The reduction clauses triggered mass mockery from athletes in the social media. Effectively, Nike wanted to match with as little as fifty cents on the dollar, with the argument that this was industry standard. Numerous individuals - led by Jesse Williams, Nick Symmonds, and Sally Bergesenn,the Oiselle CEO - filed briefs in support of Berian that stated that the reduction clauses were not standard. Bergesen, in her brief, stated unequivocally, "In my experience, in talking with other sponsors and industry leaders, reductions, as well as option years, are viewed as being abusive to athletes."


The speculation was that Nike retreated due to the skepticism shown by the presiding judge, but don't under-estimate the PR debacle that was growing. Nike has not enjoyed a good couple of years, what with the bribery scandal in Kenya, the questions regarding PED's and the Nike Oregon Project, the 'buying' of the USATF, and the unusual no-bid award of the World Championships to Eugene. The hits, as they say, keep coming. The news that Nike might just consider the athletes to be disposable products certainly would not help their image.

It also reminds me of the way that the publishing houses treat authors. Kris Rusch does a fantastic job of educating new authors to the dangers of dealing with publishing houses. Instead of reduction clauses, they co-opt (steal) as many rights as they can, place restrictions on what an author can write through non-compete clauses, and use sliding-scale royalty clauses that ensure that they always get paid for their work while reducing the author absorbs the entirety of price reductions for deeply discounted books at Costco and Walmart. 

Or Disney bringing in H1B visa-holders to replace their existing engineering staff. Adding insult to injury, Disney required the soon-to-be-laid-off engineers to train they're replacements. The abuse of the H1B program is rampant at Google, Microsoft, Facebook, and the rest of the tech companies.

All this points to a larger problem. Major corporations do not believe that people matter. They see labor purely as a line number on the financial statements. The lower that number, the more money Google or Facebook makes. Investors love more profits, the stock market value goes up, and it's all good.

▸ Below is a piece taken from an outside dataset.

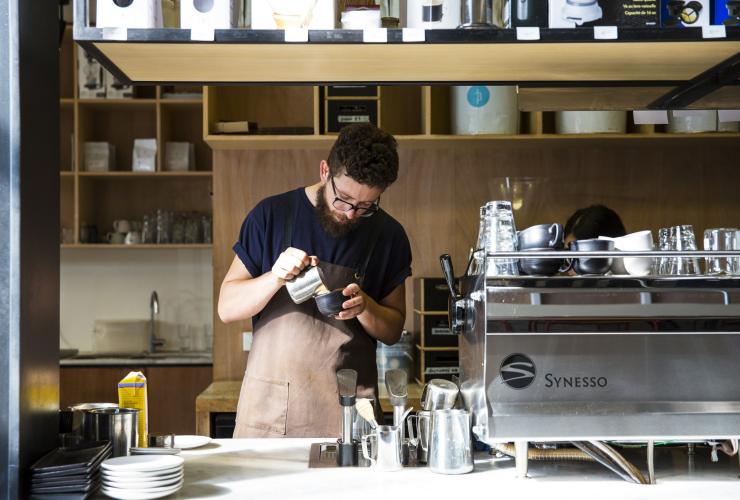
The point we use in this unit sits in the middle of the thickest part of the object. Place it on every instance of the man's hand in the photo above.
(355, 305)
(291, 262)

I disagree. I understand that labor is absolutely subject to the same supply and demand laws as everything else. It is because of this understanding that I oppose programs like the H1B visas and unlimited criminal immigration. Both work to devalue the labor of the American employee. Mother Jones has a nice recap from 2013. I don't agree with them much, but here there is common cause.

That is shameful.

Likewise, Nike's reduction clauses or Hachette's copyright grabs seek to exploit the value of the work of the athlete or author while retaining all, or the majority of, the benefits to the corporation. Run, Boris, run, but not for New Balance and how dare Nick Symmonds wear something other than Nike apparel in his hotel.

That's why I don't buy Nike products any more - I flat don't trust them. Instead, I'll spend my money on shoes from Edna, the Kenyan start-up. Ditto, USATF. I sponsor my local cross country team, but I won't spend a dime for the USAFT if I can possibly help it.

I'm turning into a curmudgeon in my old age. I still think that the people around me matter. I wish our corporations and sports federations thought the same. Athletes should not be treated like prized racehorses, and shot (financially) if they break a leg. They're people who deserved to be treated with respect for the efforts they put forth and rewarded accordingly.